By Bradford J. Howard
Special to TheBlackHour.com
In the mid-19th century, when slavery was still overtly present in the U.S., African-Americans who were granted freedom prior to the aftermath of the Civil War were often given “freedom papers.” Freedom papers served as written documents that proved certain African-Americans were not slaves and symbolized a former slave’s transition into a new phase of life. But as more and more slaves began to run away from their plantations and, consequently, Fugitive Slave Acts were implemented and enforced, freedom papers gained even more significance — in many cases, they became a sole determinant of how an African-American might be treated and often served as a literal decider of life and death.
On Friday, Arizona Gov. Jan Brewer officially signed into state law Senate Bill 1070, the “Support Our Law Enforcement and Neighborhoods Act,” which requires immigrants to carry their alien registration documents on their person at all times. Additionally, it allows state law enforcement to question individuals “where reasonable suspicion exists that the person is an alien who is unlawfully present in the United States.”
The most staunch supporters of the law insist that the state of Arizona is merely picking up where the federal government has slacked off in terms of addressing illegal immigrant and border control problems. Brewer herself contends that the law is ultimately looking out for the safety of Arizonans and that the law is neither concerned with nor guided by racial profiling.
It’s hard to believe this stance, however, when a great amount of effort is being put into explaining what the law is not, but substantially less is being put into explaining what it is. The very fact that Brewer felt a need to clarify in her official statement Friday that she would not tolerate racial discrimination in Arizona — coupled with the need to issue an executive order “to develop training” so Arizona law enforcement officers can appropriately implement the law — suggests her understanding that this law has the potential to be a discriminatory practice.
Furthermore, it goes without saying that the law enforcement officers, regardless of how much training they’re given, will almost certainly always be looking for Latino-identifying individuals under this law.
It gives Arizona police the right to make traffic stops, not-so-random stops on the sidewalk and even to pull aside in a grocery store anyone who looks “illegal enough.” What constitutes that? Does this mean that the Latino individual sitting on a curb will be asked to show his green card while a non-Latino who is professionally dressed won’t be?
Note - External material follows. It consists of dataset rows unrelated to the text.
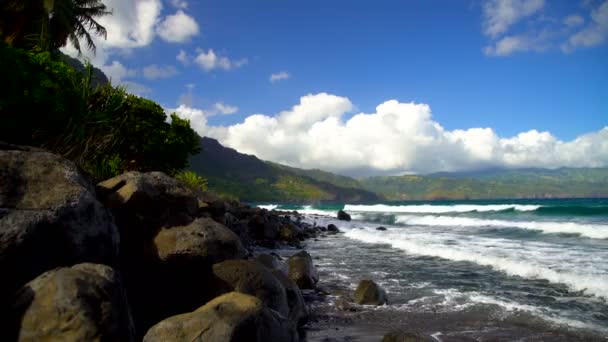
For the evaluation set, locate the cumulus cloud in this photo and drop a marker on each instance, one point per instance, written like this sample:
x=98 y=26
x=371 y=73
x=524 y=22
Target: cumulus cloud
x=593 y=34
x=396 y=138
x=225 y=109
x=177 y=28
x=280 y=76
x=209 y=60
x=500 y=15
x=153 y=72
Arizona’s governance is setting a dangerous precedent. First, Arizona passing this law gives other states a chance to pass similar laws, and more than likely, it will be the states closest to the Mexican border (Texas, Nevada and California).
Second, it creates a legal justification to rely on stereotypes. When someone says “illegal immigrant” or “undocumented worker” in the U.S., the image that comes to mind is of someone Latino or someone who looks Latino. This will no doubt play into how Arizona law enforcement will determine whom to “stop to determine their immigration status.”
Finally, it puts the immigration debate in a complicated place because assessment of citizenship via race trumps an actual conversation about immigration laws.
There is no equal protection under the law when there is an unequal enforcement of the law. It is undeniable that Arizona’s new law is racially biased and presents a modern-day manifestation of having to show one’s freedom papers. Only now, the burden is on those who look like immigrants, because you can bet anyone who doesn’t look the part won’t be asked anything.
As citizens of this country, we should aspire to have a serious conversation about the need for effective immigration reform. A “compelling interest in cooperative enforcement of federal immigration laws,” to borrow the words Brewer used in her statement on Friday, in Arizona and elsewhere should not come at the cost of the dignity and rights of someone who doesn’t look American enough.